Worst case, if AT&T cut the network connections to Pilot, Brown would be paged. He'd box up his servers and drive them from Gurnee to downtown Chicago, where an alternative provider had offered space and dial-up connections until VisionTek could find a full-time provider.
Next, VisionTek brought in two ex-Pilot engineers as contract consultants because they knew Durso's security better than she did. In fact, the day after Pilot went down, VisionTek wasn't sure of its security status because it had, over time, become Pilot's responsibility to manage.
Together, the Pilot engineers and Durso figured out where they stood and got the network to a point where "we were at least able to limp along," she says. With security patched together, Durso, Brown and the consultants turned their attention to evaluating other security vendors. Ironically, she wants a partner similar to Pilot in scope and methodology. Durso liked Pilot's level of expertise. She liked its 24/7 monitoring. Finding another Pilot with stable financials is unlikely. But Durso knows larger companies often have less expertise.
Highly sought security talent flowed to the boutique companies for two reasons. First, top IT security experts often from the military and government agencies such as the CIA left public service in droves a few years ago to start their own companies. Subsequently, venture capitalists heard tales of Pentagon-level security, so there was plenty of money out there, until recently. Second, there was fraternal loyalty; security experts gravitate to companies run by their peers.
But the startup trend led to a glut. There were too many boutiques, and they were burning cash fast. That, in turn, led to aggressive selling, such as Pilot's offering discounts for a year's service for customers that paid up front. Customers took the deals, which in turn prompted the security vendors to scale up too fast. All of this is precedented; the ASP market did the same thing two years ago and has stalled ever since.
If small security-only companies can't escape the economics of their smallness, the larger general purpose IT service companies can't get out from under the weight of their hugeness. Brown evaluated several larger companies and came away unimpressed.
"My experience is the bigger companies don't have the expertise or the service," he says. "We looked at two of them, and it was a circus. They couldn't even get coordinated internally. They hadn't gotten our business, and they were already infighting as to who would handle our account."
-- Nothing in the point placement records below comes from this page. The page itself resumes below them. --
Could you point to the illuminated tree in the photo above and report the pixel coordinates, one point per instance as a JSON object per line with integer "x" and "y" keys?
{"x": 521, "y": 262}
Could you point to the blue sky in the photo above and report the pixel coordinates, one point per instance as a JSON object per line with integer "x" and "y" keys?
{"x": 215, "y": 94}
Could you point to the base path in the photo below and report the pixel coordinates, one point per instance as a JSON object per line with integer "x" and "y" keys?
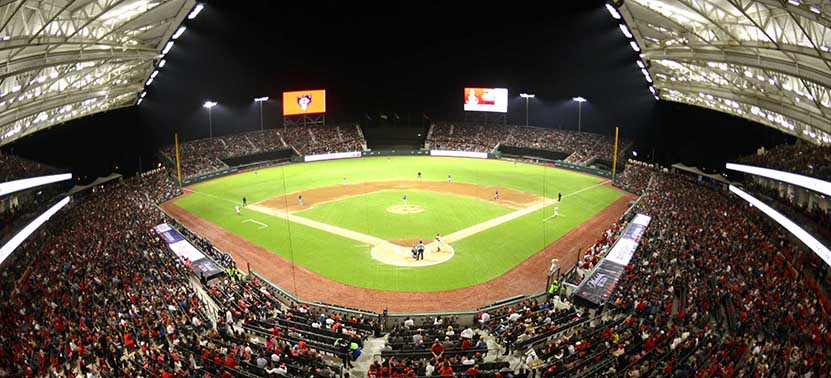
{"x": 526, "y": 278}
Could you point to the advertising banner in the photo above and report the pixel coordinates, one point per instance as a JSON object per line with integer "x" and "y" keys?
{"x": 332, "y": 156}
{"x": 477, "y": 155}
{"x": 304, "y": 102}
{"x": 486, "y": 100}
{"x": 596, "y": 288}
{"x": 190, "y": 256}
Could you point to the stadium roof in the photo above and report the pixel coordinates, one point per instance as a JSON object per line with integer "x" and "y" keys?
{"x": 764, "y": 60}
{"x": 65, "y": 59}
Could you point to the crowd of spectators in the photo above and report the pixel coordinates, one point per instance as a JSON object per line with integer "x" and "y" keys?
{"x": 13, "y": 167}
{"x": 582, "y": 147}
{"x": 206, "y": 155}
{"x": 436, "y": 346}
{"x": 97, "y": 293}
{"x": 635, "y": 177}
{"x": 801, "y": 158}
{"x": 714, "y": 289}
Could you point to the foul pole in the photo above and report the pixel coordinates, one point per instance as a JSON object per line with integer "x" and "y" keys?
{"x": 614, "y": 158}
{"x": 178, "y": 166}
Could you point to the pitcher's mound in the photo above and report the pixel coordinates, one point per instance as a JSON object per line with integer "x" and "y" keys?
{"x": 405, "y": 209}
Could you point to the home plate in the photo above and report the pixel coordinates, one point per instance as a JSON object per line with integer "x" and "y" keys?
{"x": 397, "y": 255}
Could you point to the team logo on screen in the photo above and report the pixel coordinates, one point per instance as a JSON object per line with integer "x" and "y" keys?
{"x": 304, "y": 101}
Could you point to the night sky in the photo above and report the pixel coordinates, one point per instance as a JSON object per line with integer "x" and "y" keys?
{"x": 409, "y": 58}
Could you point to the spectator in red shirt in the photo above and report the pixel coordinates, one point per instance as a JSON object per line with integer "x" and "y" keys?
{"x": 445, "y": 370}
{"x": 437, "y": 349}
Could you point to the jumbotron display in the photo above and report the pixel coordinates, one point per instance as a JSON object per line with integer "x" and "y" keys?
{"x": 304, "y": 102}
{"x": 486, "y": 100}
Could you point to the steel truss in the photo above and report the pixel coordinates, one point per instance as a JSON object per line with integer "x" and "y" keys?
{"x": 764, "y": 60}
{"x": 65, "y": 59}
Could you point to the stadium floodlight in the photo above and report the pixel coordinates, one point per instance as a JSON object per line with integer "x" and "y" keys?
{"x": 167, "y": 47}
{"x": 526, "y": 96}
{"x": 809, "y": 240}
{"x": 579, "y": 100}
{"x": 261, "y": 100}
{"x": 195, "y": 11}
{"x": 21, "y": 236}
{"x": 613, "y": 11}
{"x": 625, "y": 31}
{"x": 209, "y": 105}
{"x": 179, "y": 32}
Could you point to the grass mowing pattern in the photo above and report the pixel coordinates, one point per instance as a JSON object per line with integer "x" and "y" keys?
{"x": 478, "y": 258}
{"x": 443, "y": 213}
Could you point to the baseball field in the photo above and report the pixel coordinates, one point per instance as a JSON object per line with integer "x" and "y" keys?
{"x": 354, "y": 227}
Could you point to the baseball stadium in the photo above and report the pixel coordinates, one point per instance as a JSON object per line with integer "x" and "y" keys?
{"x": 624, "y": 188}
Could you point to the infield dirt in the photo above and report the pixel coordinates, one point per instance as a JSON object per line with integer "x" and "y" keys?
{"x": 507, "y": 197}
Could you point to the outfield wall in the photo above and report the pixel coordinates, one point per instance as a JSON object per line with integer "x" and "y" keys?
{"x": 404, "y": 152}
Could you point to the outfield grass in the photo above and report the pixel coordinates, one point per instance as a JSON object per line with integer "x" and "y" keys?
{"x": 443, "y": 213}
{"x": 478, "y": 258}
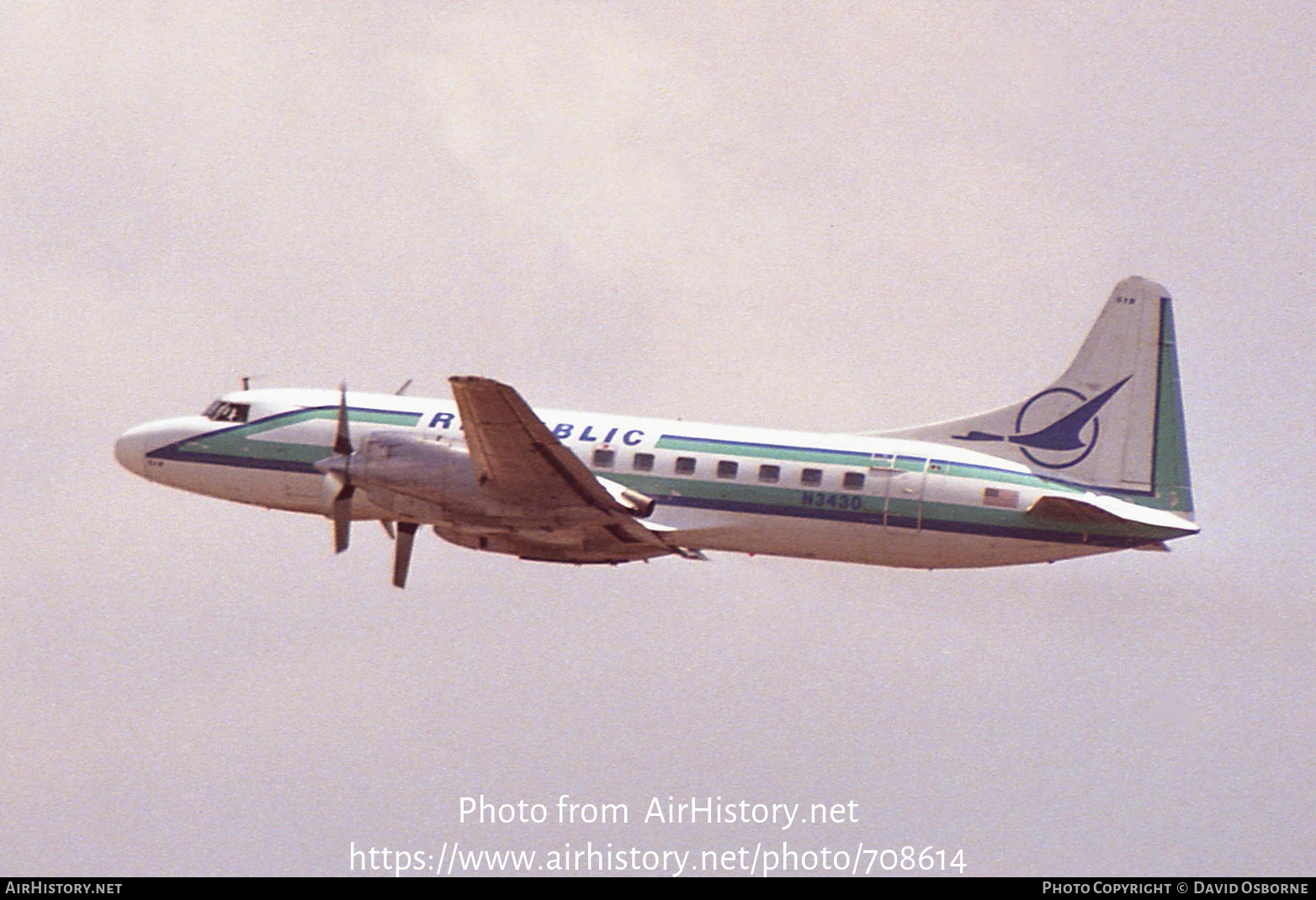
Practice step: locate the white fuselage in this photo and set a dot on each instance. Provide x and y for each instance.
(795, 494)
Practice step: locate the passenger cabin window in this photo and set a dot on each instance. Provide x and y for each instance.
(226, 412)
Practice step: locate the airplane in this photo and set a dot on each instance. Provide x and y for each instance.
(1092, 463)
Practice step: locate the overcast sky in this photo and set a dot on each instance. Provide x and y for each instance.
(816, 216)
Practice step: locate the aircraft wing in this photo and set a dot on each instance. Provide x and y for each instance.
(1091, 508)
(518, 459)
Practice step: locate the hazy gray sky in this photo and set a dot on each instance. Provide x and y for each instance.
(820, 216)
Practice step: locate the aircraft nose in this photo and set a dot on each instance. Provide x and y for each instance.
(130, 449)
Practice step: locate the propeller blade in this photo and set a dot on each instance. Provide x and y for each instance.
(401, 559)
(342, 517)
(342, 438)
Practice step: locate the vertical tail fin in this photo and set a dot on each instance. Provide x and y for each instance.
(1112, 421)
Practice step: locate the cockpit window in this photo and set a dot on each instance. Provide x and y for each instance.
(226, 412)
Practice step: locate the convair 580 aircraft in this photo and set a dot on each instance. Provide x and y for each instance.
(1092, 463)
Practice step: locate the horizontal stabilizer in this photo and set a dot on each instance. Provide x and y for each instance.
(1101, 510)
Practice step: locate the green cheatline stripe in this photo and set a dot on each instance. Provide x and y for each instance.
(777, 498)
(244, 441)
(857, 459)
So for Durso, it becomes a balancing act. She'd like to stay with a security-only company because of the expertise and service. At the same time, she feels as if she has to slide up the scale to find a stable business. "Really we're looking for a company like Pilot in terms of service," Durso says. "But you find yourself opting to be more conservative.
"No one has all of the story we want," Durso adds. "You're always ending up with some kind of trade-off."
As Durso now realizes, outsourcing security is not buying your way out of work but rather buying your way into expertise and then managing it. But expertise is still the thing. She'll sacrifice only as much of it as is necessary in order to find a company that won't go out of business and forget to tell her.